What do you see as the most important value of the exchange of views between FIC and EU representatives for the Serbian EU accession process?
The traditional dialogue with EU institutions that FIC has for five years now is a very important step for gaining and sharing most updated information regarding business climate in Serbia. FIC believes that it is of crucial importance that Serbia uses this momentum to accelerate reforms. By engaging in direct communication with representatives of various EU institutions as well as Serbian Government, and sharing deep understanding of both EU and Serbian markets, we provide active support to the process of EU integration and thus can help the acceleration of reforms. European institutions were as always encouraged to actively support Serbia, because mutual collaboration is needed for bringing Serbian market closer to EU rules and practices.
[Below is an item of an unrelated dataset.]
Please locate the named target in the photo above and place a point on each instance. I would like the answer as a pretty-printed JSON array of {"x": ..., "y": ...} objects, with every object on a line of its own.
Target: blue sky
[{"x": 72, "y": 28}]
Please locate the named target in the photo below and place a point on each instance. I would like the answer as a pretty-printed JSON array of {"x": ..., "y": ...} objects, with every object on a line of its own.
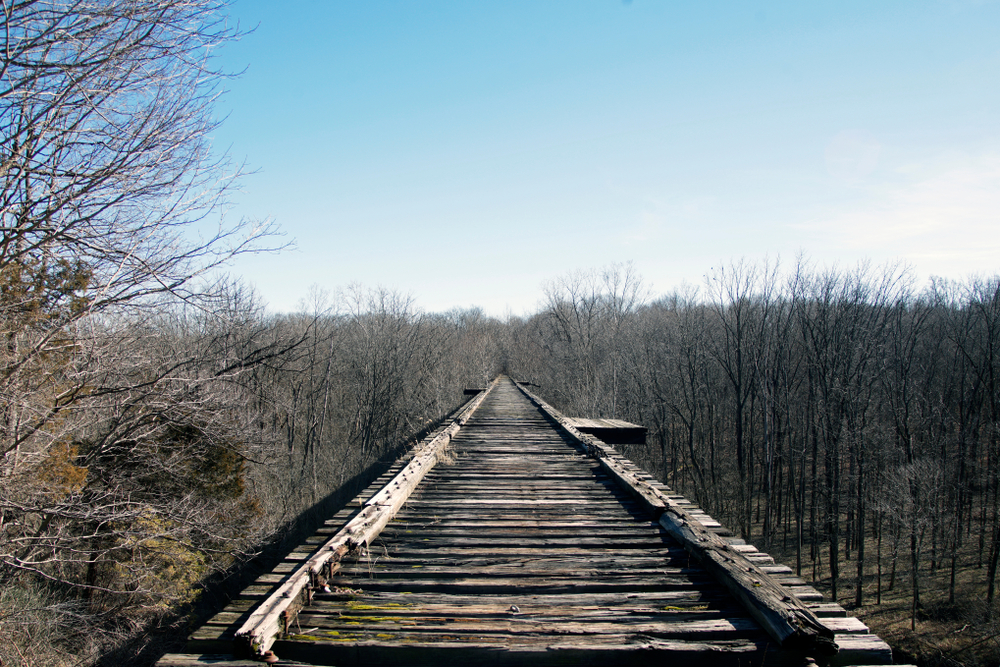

How this dialogue evolved over the last five years and what were the most tangible effects so far?
As every dialogue on regular basis, this dialogue of course evolved over time. In particular, exchange of information about key challenges in the Serbian business climate proved to be beneficial for the process of EU negotiations, especially when it comes to law implementation in Serbia. During the years, and as a follow up of each visit, FIC regularly and meticulously continued to share with all parties, meaning EU institutions, Serbian Government as well as all other important stakeholders, its analysis of current and future regulations providing proposals for their improvement. The most tangible results achieved so far, reflect in subsequent positive changes of many different laws important for doing business on this market. Implementation of FIC proposals would bring benefits to the citizens, the state and all investors and will definitely raise the overall business climate to a higher level. This is the ultimate goal of the Foreign Investors Council.
What was your major message for the EU interlocutors this year?
During visit this year, FIC conveyed that Serbia continues steady but moderate progress in reforms, which has secured stability, but is not enough to reach the set goal. In order to catch up with EU level of economic development – stronger economy and higher standard of living – Serbia needs to speed up the reforms and accelerate accession negotiations.
How do you see your role in accelerating the Serbian EU accession process and the pace of reforms?
FIC is ready to be a private sector focal point in the EU negotiation process. We have a unique capability to provide active support to the process of EU integration, as over 70% of FIC members come from EU and other members have footprint on EU market. Thus, FIC has deep understanding of both EU and Serbian markets and can help the smooth transition of Serbian market into EU.
What should be at the top of the Government’s list when it comes to the alignment of the business climate in Serbia with the EU standards?
Special attention needs to be devoted to achieving sustainable fiscal consolidation (structural reforms, especially privatization and corporatization of state-owned enterprises) and improving law implementation, especially in tax area (strengthening tax administration). In the discussions with EU institutions, we underlined instrumental importance of reforms in the following fields: tax, labour, trade and inspections, food safety, real-estate, digitalization& e-commerce, telecommunications, and general legal framework (specifically bankruptcy and foreign exchange regulations).